Initially, Evolve Bank filed a non-customer certificate of claim for the full balance due to MBSA-related damages and potential legal costs. However, banks did not initially quantify these costs.
After extensive negotiations, FTX and Evolve Bank agreed to terms under which the financial institution will promptly return approximately $12.77 million to the bankrupt company, while retaining $462,698.65 in compensation costs.
Additionally, Evolve Bank waives all present and potential claims against FTX, including claims for damages and expenses under the MBSA.
FTX filed this settlement in the United States Bankruptcy Court for the District of Delaware to expedite asset recovery and avoid protracted litigation.
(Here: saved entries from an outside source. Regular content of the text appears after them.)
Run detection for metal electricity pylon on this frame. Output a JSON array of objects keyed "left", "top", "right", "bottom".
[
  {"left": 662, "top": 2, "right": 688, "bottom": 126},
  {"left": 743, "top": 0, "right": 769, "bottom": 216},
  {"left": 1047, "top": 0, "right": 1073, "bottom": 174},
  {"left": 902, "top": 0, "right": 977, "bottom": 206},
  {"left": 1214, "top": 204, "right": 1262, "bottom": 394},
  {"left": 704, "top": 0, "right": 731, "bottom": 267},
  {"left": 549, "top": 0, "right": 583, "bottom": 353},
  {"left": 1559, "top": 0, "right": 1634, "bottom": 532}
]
Silicon Valley Community Foundation Settlement
Similarly, FTX negotiated a settlement with SVCF to recover at least $8,574,674.07 and 34,208.70 FTT without filing a lawsuit.
According to court filings, former FTX executives Nishad Singh and Caroline Ellison donated 434,500 FTT tokens to the foundation in December 2021.
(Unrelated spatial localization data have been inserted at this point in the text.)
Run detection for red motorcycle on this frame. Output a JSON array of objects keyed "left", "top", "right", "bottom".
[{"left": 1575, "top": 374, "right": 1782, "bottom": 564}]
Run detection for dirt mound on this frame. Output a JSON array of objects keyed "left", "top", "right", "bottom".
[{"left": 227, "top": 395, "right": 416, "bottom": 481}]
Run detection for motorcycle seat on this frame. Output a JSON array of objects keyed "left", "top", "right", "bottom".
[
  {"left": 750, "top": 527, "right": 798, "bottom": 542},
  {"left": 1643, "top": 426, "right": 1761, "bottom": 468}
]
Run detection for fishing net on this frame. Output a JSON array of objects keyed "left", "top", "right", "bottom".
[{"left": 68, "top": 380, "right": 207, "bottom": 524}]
From January to November 2022, SVCF sold some of these tokens for $13,625,161, of which $5 million was allocated to external grants. This leaves the organization with a balance of at least $8,574,674.07 and 34,208.70 FTT.
FTX's bankruptcy team maintains that it has good cause to recover the assets transferred by Mr. Singh and Mr. Ellison.
The Foundation therefore agreed to return $8.57 million and the remaining FTT tokens (minus management fees and expenses) to the failed exchange to avoid the need for litigation.